The sun was rising as the Rocket rumbled into a parking lot at the north shore shipyards. May carefully lifted her pack onto her shoulders, locked the van, and tucked the key up in the wheel well.
“Thank you,” she whispered to the old junker of a vehicle with a light pat on the hood. How many times had this decrepit van gotten her exactly where she needed to be? “Kai will be here for you tomorrow.”
In the ticketing office a tired man eyed May warily as he took her money for the fare.
“What happened to your face, kid?”
May fidgeted. As if on cue, a car honked outside, giving her a story.
The man whistled between his teeth. “Musta been a bad one.”
“Could have been worse, I guess,” May said without looking him in the eye.
With her boarding pass tucked safely away, May considered her options. She had 24 hours to kill until her sailing; too much, in her opinion. As easy as it would have been to wait with the Rocket, she didn’t want to risk it in case her family decided to ignore her note and came looking for her. Besides, the idea of being alone didn’t sit well with her. She had kept her mind busy for the past week and a half by obsessing over her plans but now that she was here, there was nothing to stop the fear from creeping in.
Her brain fixated on how truly alone she was, and the thought made her feel vulnerable. Casting anxious, furtive glances over her shoulders, May sought out a place to wile away the hours – a place with people, but also one where no one could come up on her unexpectedly. Jittery and suspicious of every face that passed her, May wondered how long it would take to feel safe again.
Maybe this was a bad idea, she thought. Melanie might still be following me. She could be anywhere.
As strangers filtered around her on the sidewalk, May shrank into herself. Everyone felt too close. Her breath quickened; she needed to find a safe place.
She walked until she spotted a restaurant up ahead. But the relief she felt was short lived: there was someone behind her. May didn’t dare risk looking back, but she could feel a body following too closely. Her heartbeat thudded so hard she felt it in her ears. Panic rose and she picked up her pace – faster and faster until she broke into a full sprint to the restaurant’s door.
From the threshold she chanced a glance back only to find a teenaged boy wearing an oversized pair of headphones, completely engrossed in whatever was happening on his phone; he hadn’t even noticed her take off.
“Get a grip, May,” she admonished herself under her breath.
“Table for one?”
May let out a yelp as she spun to face a startled waitress.
“Is everything okay?” the waitress asked, glancing over May’s shoulder as if she might find something lurking there.
“Yes, sorry. I wasn’t paying attention and didn’t notice you standing there. A table for one would be great. Somewhere in the back if possible.”
The waitress lead May to the back of the restaurant and gestured to a small table.
Too exposed, May fretted. Her fingers twitched, longing for rings to fidget with the way she always had when she found herself overcome with nervous energy.

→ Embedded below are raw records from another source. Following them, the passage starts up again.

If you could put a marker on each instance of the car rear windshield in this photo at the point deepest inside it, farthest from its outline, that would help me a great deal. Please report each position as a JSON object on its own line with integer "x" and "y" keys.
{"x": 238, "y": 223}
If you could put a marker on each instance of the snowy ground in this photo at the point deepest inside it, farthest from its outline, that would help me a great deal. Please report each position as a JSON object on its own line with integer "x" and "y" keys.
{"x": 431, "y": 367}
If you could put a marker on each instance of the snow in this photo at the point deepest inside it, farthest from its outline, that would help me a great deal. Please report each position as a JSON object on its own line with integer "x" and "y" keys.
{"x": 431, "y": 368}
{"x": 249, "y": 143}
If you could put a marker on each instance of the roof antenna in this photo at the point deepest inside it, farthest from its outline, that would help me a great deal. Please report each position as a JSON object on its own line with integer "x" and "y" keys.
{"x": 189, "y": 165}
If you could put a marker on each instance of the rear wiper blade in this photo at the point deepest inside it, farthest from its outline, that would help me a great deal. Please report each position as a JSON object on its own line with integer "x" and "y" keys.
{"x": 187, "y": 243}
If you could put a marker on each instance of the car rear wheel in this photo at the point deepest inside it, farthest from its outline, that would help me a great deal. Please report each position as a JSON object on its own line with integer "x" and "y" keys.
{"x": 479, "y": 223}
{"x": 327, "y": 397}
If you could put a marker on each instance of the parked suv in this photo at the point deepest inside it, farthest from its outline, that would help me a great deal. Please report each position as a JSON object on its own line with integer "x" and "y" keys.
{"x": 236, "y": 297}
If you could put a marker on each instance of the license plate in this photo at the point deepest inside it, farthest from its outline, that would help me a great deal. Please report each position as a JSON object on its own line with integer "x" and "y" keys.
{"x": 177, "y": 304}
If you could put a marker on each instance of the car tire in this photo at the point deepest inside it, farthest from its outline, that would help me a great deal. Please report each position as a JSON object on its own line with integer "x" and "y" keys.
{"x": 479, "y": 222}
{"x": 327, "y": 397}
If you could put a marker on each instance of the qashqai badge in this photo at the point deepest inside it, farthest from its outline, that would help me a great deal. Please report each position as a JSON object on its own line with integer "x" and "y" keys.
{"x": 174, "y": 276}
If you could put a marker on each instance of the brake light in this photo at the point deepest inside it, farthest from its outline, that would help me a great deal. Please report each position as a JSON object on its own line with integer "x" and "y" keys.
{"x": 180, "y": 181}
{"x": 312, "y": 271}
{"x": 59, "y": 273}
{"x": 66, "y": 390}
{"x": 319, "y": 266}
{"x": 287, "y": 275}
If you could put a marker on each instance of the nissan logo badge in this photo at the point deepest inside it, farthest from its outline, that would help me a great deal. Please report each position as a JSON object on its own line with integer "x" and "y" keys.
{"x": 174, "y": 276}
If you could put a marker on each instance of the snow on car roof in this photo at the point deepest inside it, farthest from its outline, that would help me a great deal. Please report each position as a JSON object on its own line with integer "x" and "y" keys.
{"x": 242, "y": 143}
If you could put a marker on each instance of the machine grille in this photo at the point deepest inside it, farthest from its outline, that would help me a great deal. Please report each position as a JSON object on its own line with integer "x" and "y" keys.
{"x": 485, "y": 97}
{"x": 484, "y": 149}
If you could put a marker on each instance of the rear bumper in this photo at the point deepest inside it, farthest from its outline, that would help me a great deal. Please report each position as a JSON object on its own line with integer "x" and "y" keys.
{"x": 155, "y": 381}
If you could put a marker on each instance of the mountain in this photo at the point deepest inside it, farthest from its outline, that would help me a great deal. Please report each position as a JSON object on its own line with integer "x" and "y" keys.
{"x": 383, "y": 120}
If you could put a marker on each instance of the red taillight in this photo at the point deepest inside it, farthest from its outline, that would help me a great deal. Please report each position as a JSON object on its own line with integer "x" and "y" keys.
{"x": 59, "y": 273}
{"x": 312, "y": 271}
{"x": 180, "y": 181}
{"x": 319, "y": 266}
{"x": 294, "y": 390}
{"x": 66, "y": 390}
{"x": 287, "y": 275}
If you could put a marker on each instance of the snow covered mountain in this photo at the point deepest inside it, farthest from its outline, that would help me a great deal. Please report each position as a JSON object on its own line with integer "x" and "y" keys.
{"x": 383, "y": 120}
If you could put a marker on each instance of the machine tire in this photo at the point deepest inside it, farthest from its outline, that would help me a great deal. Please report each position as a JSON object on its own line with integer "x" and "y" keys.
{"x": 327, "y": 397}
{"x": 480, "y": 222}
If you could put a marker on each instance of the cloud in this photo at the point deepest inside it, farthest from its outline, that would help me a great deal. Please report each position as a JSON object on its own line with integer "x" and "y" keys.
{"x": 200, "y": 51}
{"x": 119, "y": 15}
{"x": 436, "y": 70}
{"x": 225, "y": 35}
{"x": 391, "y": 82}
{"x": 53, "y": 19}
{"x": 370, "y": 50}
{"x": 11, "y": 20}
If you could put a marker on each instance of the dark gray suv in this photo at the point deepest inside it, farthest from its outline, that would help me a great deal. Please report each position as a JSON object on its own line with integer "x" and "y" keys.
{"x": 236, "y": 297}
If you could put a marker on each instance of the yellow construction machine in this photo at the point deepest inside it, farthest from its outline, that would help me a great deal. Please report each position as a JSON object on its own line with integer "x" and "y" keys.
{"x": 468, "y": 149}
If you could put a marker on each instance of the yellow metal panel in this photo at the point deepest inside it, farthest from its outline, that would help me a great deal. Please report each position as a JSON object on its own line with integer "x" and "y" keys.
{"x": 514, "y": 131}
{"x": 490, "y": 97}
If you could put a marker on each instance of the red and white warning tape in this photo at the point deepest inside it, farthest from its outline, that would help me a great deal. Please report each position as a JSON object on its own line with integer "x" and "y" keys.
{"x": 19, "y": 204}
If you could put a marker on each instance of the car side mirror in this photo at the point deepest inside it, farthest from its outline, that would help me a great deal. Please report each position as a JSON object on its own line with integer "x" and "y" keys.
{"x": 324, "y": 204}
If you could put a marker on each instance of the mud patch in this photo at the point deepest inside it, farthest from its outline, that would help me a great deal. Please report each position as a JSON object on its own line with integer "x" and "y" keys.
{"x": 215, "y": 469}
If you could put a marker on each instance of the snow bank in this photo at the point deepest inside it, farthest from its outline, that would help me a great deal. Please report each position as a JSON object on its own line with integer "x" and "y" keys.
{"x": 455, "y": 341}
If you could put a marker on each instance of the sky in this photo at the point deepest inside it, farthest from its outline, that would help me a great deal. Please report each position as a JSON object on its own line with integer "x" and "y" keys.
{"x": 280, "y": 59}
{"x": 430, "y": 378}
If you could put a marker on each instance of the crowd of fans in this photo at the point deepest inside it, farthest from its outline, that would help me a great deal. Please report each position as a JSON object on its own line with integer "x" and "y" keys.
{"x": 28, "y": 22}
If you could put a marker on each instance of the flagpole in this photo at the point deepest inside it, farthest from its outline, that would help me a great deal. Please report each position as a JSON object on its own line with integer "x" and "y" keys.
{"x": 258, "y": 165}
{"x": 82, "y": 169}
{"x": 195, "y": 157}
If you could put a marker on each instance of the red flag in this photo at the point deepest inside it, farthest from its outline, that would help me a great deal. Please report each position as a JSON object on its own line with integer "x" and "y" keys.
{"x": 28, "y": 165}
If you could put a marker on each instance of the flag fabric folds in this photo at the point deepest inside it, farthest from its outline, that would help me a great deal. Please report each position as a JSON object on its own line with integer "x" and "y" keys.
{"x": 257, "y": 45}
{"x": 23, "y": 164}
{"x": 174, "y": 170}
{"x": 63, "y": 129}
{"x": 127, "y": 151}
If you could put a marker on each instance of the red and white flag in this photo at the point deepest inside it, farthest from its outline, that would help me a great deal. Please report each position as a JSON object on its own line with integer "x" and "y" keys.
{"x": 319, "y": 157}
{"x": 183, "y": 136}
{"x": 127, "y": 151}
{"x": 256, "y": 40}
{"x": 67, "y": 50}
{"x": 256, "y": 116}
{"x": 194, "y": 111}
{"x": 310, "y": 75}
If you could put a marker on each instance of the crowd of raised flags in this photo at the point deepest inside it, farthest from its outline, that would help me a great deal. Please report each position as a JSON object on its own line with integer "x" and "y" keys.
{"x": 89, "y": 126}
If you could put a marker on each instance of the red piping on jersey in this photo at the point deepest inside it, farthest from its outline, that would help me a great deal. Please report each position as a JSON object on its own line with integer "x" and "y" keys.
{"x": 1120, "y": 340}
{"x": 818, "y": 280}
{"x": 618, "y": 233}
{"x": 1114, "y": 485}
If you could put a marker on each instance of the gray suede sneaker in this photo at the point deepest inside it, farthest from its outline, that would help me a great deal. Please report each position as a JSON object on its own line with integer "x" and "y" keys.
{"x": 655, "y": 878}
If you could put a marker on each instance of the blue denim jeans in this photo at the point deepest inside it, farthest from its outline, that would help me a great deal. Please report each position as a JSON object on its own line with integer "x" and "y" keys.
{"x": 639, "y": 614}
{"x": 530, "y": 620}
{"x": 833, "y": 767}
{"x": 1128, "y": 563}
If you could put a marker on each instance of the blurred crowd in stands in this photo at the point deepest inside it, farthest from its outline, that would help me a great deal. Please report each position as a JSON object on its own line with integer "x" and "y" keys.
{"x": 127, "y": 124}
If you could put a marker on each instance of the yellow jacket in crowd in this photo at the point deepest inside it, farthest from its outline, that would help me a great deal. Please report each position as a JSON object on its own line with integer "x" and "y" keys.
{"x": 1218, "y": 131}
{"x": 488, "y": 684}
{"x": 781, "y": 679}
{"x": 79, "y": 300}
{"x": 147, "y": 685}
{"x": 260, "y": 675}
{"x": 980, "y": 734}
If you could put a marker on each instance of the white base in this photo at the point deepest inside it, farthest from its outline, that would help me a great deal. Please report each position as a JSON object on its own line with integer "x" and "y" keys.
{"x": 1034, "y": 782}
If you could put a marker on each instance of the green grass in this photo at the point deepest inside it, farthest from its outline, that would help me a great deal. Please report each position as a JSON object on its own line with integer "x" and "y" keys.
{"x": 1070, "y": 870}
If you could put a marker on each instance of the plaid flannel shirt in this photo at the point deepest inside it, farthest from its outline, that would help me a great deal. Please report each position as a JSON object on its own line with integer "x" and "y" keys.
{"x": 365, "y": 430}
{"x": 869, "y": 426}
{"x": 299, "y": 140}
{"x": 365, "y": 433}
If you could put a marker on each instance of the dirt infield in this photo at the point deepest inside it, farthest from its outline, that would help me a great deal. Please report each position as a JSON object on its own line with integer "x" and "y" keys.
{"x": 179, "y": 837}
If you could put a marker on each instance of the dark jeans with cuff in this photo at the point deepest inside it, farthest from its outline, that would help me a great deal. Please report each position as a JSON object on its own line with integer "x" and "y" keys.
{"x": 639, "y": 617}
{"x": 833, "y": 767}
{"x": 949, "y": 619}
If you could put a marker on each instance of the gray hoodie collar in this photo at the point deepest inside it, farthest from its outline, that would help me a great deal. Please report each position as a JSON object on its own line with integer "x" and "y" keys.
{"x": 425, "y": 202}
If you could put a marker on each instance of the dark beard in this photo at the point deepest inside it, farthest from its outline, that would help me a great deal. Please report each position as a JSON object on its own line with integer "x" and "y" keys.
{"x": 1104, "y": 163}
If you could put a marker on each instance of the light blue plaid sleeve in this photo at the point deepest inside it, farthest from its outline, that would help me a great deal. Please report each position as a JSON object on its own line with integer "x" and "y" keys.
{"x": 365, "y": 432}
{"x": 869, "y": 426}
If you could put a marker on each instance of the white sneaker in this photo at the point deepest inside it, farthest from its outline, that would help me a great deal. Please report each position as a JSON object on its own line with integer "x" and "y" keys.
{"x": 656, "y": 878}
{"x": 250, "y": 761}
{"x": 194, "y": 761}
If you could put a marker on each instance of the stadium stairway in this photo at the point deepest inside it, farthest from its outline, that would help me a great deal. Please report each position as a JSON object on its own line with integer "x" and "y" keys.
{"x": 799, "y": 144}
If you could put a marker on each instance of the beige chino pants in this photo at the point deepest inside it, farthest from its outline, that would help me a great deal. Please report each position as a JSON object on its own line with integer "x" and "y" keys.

“What about there?” May pointed to an empty horseshoe booth in the corner that was clearly meant for at least four people. The waitress scowled but her eyes lingered over the bruises on May’s face and she gave a resigned shrug.
With a feeble mumble of thanks, May scooted to the furthest end of the booth and drew up her hood. From here she had a good view of the entire restaurant but knew she was tucked away enough to be relatively out of sight. She let out a slow, calming breath and pulled the laminated menu foreward.
Her eyes trailed over the food and drink offerings with disinterest. Though nothing appealed to her, May knew she had to order something if she didn’t want to piss off her already grumpy waitress. She flipped the menu to find a full page of wine, beer, and cocktail options and something inside her ached. The idea of drinking away her anxiety felt like the perfect antidote, and May was startled by how badly she wanted it. Thankfully it was far too early; the restaurant wouldn’t be serving alcohol for hours. When the waitress returned, May ordered a light breakfast and tea. She privately resolved to ignore the booze menu for the rest of the day.
The day passed at an excruciating pace. To fill the time, May pulled out the curling notepad she had been using to keep her thoughts and plans for her solo mission. Multiple pages were dedicated to the litany of questions that continued to come to her as she tried to imagine how she was going to find a missing wishing star that an entire army’s worth of Loyals hadn’t been able to locate for over two decades.
What do I do if the Murder can’t help me?
Where did the Loyals take Dawn and Oliver?
What does a wishing star even look like???
She kept lists of places she could look and other people she might be able to turn to for help.
Former criminals from the cirque (pretty sure Lenore did time for murder)
Sean and wife (former cops) – would they be allowed to help?
Lunch time rolled around and the waitress hovered around the booth, watching May with a mix of curiosity and bitterness. May ordered a sandwich and more tea, settling up her tab with a better than fair tip that seemed to brighten the waitress’ mood and bought May a couple more hours in her vinyl formica fortress.
Eventually a new waiter – or perhaps the manager – stepped up to the table.
“I’m sorry, miss. We’ve got a bigger party that needs a table and you haven’t ordered anything in a while. Would you mind if I moved you to the bar?”
May couldn’t blame him for wanting to move her, and she appreciated that he wasn’t simply kicking her out. But as she eyed the bar, the idea of sitting with her back to the room and in such tantalizing proximity to four icy draught taps made her shake her head. With a word of thanks, she gathered her things and slipped out of the booth. It felt as if every pair of eyes in the restaurant followed her as she wove toward the door, through the waiting party, and out into the blinding afternoon sunlight.
“Now what?” May murmured to herself. All around her obliviously happy or distracted people came and went without sparing her so much as a sideways glance. She checked the time – perhaps she’d be able to find a hotel that would let her check into a room early. Her mind conjured up an image of a neat and seemingly empty room. Would it be secure enough? She played with the idea of dragging the bedding into the bathroom and sleeping in the tub just for the sake of having an extra locking door between herself and the rest of the world.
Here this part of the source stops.